1. Siegel R, Ma J, Zou Z, Jemal A. Cancer statistics, 2014. CA Cancer J Clin. 2014;64(1):9–29.

2. Parker AS, Cerhan JR, Janney CA, et al. Smoking cessation and renal cell carcinoma. Ann Epidemiol. 2003;13:245–251.

3. Linehan WM, Walther MM, Zbar B. The genetic basis of cancer of the kidney. J Urol. 2003;170:2163–2172.

4. Pantuck AJ, Zisman A, Belldegrun A. Biology of renal cell carcinoma: Changing concepts in classification and staging. Semin Urol Oncol. 2001;19:72–79.

5. Campbell SC, Lane BR. Malignant renal tumors. Chapter 49. In: Wein AJ, ed. Campbell-Walsh Urology. 10th ed. Philadelphia, PA: Saunders/Elsevier; 2011:1413–1474.

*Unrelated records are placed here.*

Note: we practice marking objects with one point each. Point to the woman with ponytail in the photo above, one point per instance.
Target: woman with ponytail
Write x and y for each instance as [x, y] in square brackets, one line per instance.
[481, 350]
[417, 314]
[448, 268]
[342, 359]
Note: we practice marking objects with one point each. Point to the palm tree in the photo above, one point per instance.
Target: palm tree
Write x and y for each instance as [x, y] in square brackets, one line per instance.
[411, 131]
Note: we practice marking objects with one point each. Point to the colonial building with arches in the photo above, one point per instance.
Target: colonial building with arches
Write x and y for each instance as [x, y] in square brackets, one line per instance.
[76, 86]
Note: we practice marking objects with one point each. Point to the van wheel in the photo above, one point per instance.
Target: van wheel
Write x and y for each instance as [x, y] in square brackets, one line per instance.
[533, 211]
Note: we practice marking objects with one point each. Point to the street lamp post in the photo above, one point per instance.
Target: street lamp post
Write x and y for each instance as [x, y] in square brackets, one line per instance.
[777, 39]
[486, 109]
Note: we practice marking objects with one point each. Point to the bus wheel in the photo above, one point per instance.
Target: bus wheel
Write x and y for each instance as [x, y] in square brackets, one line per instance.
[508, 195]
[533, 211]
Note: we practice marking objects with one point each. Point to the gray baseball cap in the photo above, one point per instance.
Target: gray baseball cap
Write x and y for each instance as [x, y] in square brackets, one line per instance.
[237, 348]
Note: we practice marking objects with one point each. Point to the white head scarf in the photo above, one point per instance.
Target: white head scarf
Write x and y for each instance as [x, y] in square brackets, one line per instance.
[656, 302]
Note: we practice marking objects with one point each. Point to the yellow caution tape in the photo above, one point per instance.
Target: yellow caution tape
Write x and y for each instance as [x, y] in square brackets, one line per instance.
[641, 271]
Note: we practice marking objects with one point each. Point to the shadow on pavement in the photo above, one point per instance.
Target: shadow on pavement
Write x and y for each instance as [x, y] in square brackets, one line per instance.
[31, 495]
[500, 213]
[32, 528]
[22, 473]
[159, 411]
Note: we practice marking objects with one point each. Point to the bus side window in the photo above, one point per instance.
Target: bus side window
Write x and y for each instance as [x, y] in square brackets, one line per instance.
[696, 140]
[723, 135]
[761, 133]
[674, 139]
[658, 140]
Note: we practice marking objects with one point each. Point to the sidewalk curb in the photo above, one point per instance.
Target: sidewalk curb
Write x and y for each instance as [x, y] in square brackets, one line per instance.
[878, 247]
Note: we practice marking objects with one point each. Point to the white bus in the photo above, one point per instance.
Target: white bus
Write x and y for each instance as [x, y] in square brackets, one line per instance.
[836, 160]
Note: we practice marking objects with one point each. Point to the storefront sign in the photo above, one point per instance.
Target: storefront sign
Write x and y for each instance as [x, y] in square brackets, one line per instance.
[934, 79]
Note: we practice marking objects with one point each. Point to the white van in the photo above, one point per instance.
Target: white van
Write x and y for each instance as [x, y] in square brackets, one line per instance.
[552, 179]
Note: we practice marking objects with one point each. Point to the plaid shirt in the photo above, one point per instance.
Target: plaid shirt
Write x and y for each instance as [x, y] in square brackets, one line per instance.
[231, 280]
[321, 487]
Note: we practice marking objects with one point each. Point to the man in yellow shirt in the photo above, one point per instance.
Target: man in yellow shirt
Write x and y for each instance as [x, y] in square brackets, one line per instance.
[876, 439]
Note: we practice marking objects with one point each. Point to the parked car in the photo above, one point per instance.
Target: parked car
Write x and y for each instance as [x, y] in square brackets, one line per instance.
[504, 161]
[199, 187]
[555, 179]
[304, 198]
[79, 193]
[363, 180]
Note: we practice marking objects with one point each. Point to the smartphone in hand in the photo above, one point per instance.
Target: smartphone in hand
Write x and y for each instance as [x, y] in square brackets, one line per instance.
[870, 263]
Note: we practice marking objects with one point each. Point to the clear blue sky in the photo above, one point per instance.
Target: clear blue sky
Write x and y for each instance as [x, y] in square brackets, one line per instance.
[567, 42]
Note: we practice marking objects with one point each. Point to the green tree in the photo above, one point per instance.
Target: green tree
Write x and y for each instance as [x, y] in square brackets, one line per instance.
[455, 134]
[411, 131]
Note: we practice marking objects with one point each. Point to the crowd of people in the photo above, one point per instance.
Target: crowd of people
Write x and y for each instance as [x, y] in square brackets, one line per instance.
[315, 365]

6. Eggener S, Reiher FK, Campbell SC. Surveillance for renal cell carcinoma after surgical management. Am Urol. 2001;20:202–207.

ADDITIONAL READING

• Kattan MW, Reuter V, Motzer RJ, et al. A postoperative prognostic nomogram for renal cell carcinoma. J Urol. 2001;166:63–67.

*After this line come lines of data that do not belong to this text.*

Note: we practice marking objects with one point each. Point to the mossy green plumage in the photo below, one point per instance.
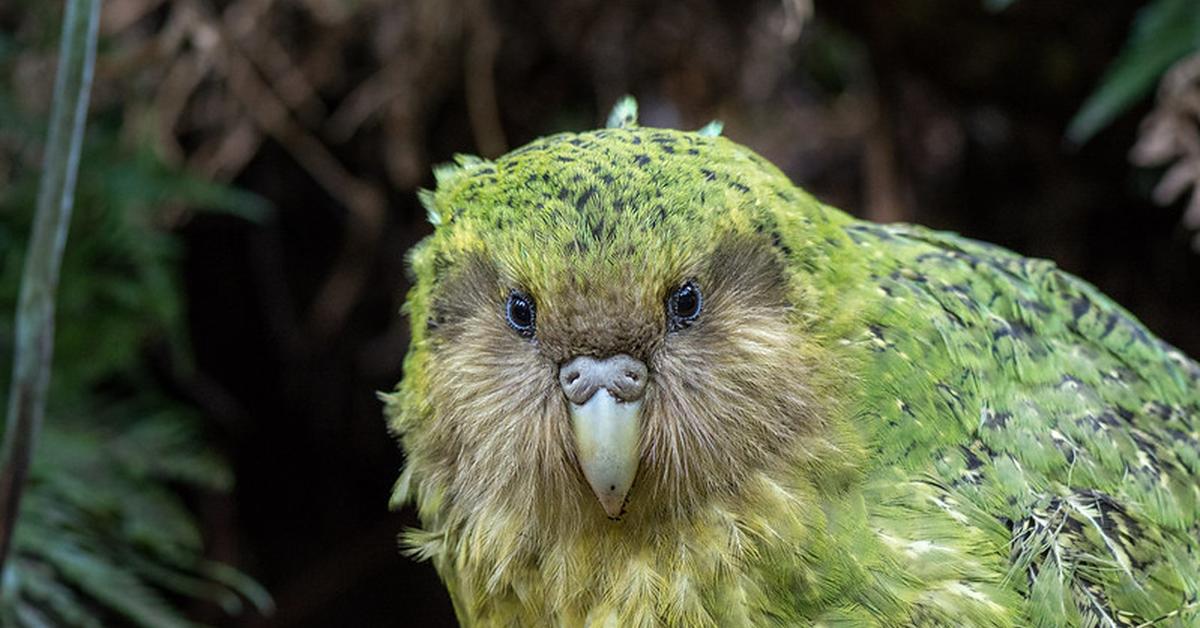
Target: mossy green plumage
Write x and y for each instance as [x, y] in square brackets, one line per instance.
[870, 425]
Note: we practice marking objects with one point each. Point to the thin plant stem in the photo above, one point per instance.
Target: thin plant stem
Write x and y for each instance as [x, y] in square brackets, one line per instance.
[39, 285]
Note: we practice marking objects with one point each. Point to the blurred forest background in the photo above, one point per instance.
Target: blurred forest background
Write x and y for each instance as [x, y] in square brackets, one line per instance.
[235, 268]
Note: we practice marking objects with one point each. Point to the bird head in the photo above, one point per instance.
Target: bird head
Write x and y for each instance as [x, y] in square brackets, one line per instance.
[618, 326]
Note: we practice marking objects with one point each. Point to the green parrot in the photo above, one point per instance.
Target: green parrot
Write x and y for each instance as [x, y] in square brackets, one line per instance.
[652, 382]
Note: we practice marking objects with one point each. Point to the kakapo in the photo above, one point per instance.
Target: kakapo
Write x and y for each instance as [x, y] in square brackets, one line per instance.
[653, 382]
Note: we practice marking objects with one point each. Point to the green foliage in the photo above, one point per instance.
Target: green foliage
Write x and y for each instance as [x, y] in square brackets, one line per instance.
[1163, 33]
[105, 536]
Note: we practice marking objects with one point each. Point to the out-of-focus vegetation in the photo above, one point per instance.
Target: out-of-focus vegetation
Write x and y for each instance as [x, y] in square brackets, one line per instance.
[247, 195]
[1163, 48]
[103, 533]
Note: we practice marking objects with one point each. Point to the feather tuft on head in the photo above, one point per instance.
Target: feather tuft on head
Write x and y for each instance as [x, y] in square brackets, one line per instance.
[712, 129]
[624, 113]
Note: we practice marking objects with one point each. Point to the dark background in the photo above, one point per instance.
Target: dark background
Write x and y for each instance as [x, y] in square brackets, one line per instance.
[940, 112]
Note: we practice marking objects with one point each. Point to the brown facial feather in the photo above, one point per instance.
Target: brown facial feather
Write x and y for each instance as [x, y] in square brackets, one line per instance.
[726, 394]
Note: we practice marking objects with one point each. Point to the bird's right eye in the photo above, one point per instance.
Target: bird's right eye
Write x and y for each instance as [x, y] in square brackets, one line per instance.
[521, 314]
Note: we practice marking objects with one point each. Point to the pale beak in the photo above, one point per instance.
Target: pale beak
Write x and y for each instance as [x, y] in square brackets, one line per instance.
[606, 441]
[606, 413]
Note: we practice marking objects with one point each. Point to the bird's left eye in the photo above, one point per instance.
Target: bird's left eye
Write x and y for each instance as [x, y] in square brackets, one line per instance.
[521, 314]
[684, 305]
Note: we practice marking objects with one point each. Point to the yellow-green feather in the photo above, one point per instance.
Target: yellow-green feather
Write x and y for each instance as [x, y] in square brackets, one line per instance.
[1001, 444]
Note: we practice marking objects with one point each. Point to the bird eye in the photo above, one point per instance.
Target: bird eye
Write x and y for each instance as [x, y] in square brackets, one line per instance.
[521, 312]
[684, 305]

• Kutikov A, Uzzo RG. The R.E.N.A.L. Nephrometry Score: A comprehensive standardized system for quantitating renal tumor size, location, and depth. J Urol. 2009;182:844–853.

See Also (Topic, Algorithm, Media)

• Birt–Hogg–Dubé Syndrome

• Renal Cell Carcinoma, General Image

• Renal Cell Carcinoma, Localized (T1–T2)

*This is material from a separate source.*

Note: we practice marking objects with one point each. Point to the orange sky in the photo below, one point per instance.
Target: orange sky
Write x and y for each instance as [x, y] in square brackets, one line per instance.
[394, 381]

• Renal Cell Carcinoma, Locally Advanced (T3–T4)

• Renal Cell Carcinoma, Metastatic (N+, M+)

• Renal Cell Carcinoma, Pediatric

• Renal Mass

• Reference Tables: TNM: Kidney Cancer

• Von Hippel–Lindau Disease/Syndrome

CODES

ICD9

• 189.0 Malignant neoplasm of kidney, except pelvis

• 599.70 Hematuria, unspecified

• 789.09 Abdominal pain, other specified site

ICD10

• C64.9 Malignant neoplasm of unsp kidney, except renal pelvis

• R10.9 Unspecified abdominal pain

• R31.9 Hematuria, unspecified

CLINICAL/SURGICAL PEARLS

• Most common solid renal mass is clear cell RCC.

• Most renal masses are detected incidentally.

• VHL syndrome is associated with chromosome 3p deletion and RCC, as well as other tumors.

• Surgical removal is the mainstay of treatment for RCC.

• Partial nephrectomy is increasingly utilized for larger, clinically localized tumors.